Open smolkaj opened this issue 7 years ago • 2 comments

This is just an idea, but I think it would be nice to provide a vector/matrix interface that abstracts away the concrete encoding, spare or dense. The abstraction layer would automatically convert between encodings, transparently to the user. For example,

  • multiplying two sparse matrices would yield a sparse matrix
  • multiplying two dense matrices would yield a dense matrix
  • multiplying a dense and a sparse matrix would either
    • if the dense matrix is spare, convert it to a sparse matrix and return a sparse matrix
    • otherwise, convert the sparse matrix to dense one and return a dense matrix etc.

Since sparsity checks may be expensive, an important consideration would be when and where to perform them. There could be both an automatic mode, where sparsity checks & conversions are performed fully automatically, and a manual mode, where the user could say explicitly through the API when to perform sparsity checks.

I think such an abstraction layer could be super useful for prototyping.

smolkaj avatar May 18 '17 17:05 smolkaj

Good comment, really appreciate it. Indeed, interoperation on different number types is really desirable when fast prototyping. Most of the time in my research, I simply want to try something in utop quickly.

That is actually the motivation of Ext module in Owl. With Ext module, you can do basic math operations on different number types. Please refer to this tutorial: Operators and Ext Module.

But the price we pay for this convenience is: weaker type checking (by wrapping everything in one type) and performance degradation (due to the big match). I haven't really benchmarked about performance degradation yet. However, Ext is just an option for you to do fast prototyping. You can always use the corresponding functions in Owl for better type checking and performance. I think the the ultimate solution is whenever Modular Implicits is included in OCaml official release.
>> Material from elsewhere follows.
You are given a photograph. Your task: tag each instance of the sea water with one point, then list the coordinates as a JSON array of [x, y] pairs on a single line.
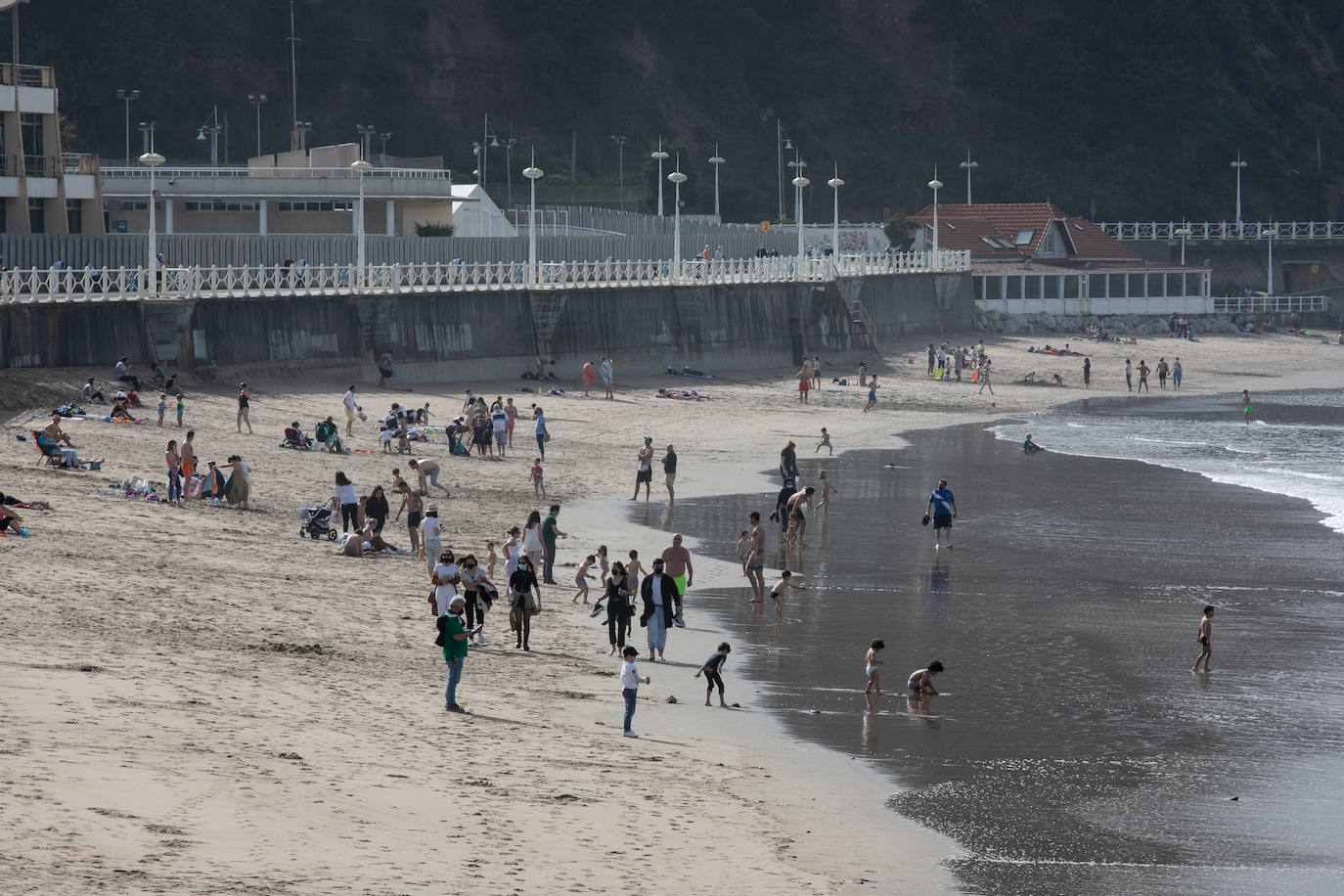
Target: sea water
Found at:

Currently, this interoperation only happens between dense data structures, but Sparse structure is definitely on my todo list. Actually, there is already placeholder in this file for the feature you suggested, I just need to implement the corresponding modules in that file.

Before this happens, I still need to refactor the sparse module a bit (dense module takes me most of the time at the moement).

ryanrhymes avatar May 19 '17 19:05 ryanrhymes

in my opinion abstracting sparse/dense is tricky. almost by definition, sparse matrices are big -- otherwise one would simply use dense matrices. but for big objects, you really want to be explicit about what you're doing to them, whether new memory is allocated etc. automating this is asking for unexpected out-of-memory situations.